“Acknowledging the good that you already have in your life is the foundation for all abundance.”– Eckhart Tolle, German writer, 1948
This month of November, people in the US and some parts of the world celebrate Thanksgiving. We feast, enjoy, and be thankful for our blessings during the holiday. Thanksgiving is also a wonderful time to teach our children the value of gratitude and living a life of gratefulness.
As the quote above says, acknowledging our blessings is the foundation for all abundance. Gratitude attracts more beautiful and wonderful things in life. And it is not just a state of mind, of positivity. In fact, studies have shown that practicing gratitude can benefit our well-being, including our children’s.
Here are some interesting facts about Thanksgiving day created by TransCulturalGroup.com.
Here are some study results and evidence showing the benefits of being grateful.
- One study showed that writing about gratitude made participants more optimistic and better about their lives. Compared to those who wrote about daily irritations, they also tended to exercise more and had fewer doctor’s visits.
- Another study showed that people expressing gratitude towards one another felt more positive towards each other and felt more comfortable communicating about their relationship.
- Dr.

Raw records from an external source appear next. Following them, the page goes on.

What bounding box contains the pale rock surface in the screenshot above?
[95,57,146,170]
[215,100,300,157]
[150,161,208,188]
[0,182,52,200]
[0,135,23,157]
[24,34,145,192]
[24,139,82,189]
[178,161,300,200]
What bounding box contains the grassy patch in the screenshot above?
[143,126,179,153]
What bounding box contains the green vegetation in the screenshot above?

Kristin Francis, MD, said, “Expressing gratitude can positively change your brain.” It boosts the happy chemicals in your brain (dopamine and serotonin) that improve your mood and make you happy.
- Another research also shows that those who express gratitude tend to share more freely with others, forgive more willingly, and give more emotional support and assistance.
Benefits of practicing gratitude
If you practice gratefulness and instill value in your children, you can improve their well-being and welfare. Here’s a quick list of benefits when practicing gratitude:
- improves lowers stress and improves mood
- leads to lower rates of sadness and depression
- foster optimism or positive outlook in life
- promotes better relationships with family and friends
- improves physical health
In other words, instilling gratitude in your children can help them develop holistically by improving their mental, social, and physical health.
How to develop gratitude in your children
There are many ways to practice and develop gratefulness in your children, including the following:
- Set a good example. The more you appreciate your children and those around you, the more your child can develop gratefulness. A consistent “thank you” for every favor received can go a long way.
- Create thank-you notes. Nurture family relationships by exchanging thank-you notes on certain occasions, like the Thanksgiving holiday. Encourage your children to give thank-you notes to whom they appreciate, like their friends and teachers.
- Encourage journal writing. Tell your children to write anything they are thankful for the day, whether it be a wonderful gift, gesture, or experience.
- Teach them to reset sad thoughts with better thoughts. Some days can be challenging for your children, but you can teach them to make it better. Inspire them to think of something good that may come up from a bad situation. For instance, your child might not be able to go to their friend’s party when sick, but they can rest and recharge for fun activities in the future.
Instilling gratitude in your children does not only benefit their well-being. It would also result in a happier home and make your children stewards of happiness everywhere they go.
FUN FACT: The word gratitude derives from the Latin word gratia, meaning grace, gratefulness, or graciousness, depending on the content of your sentence.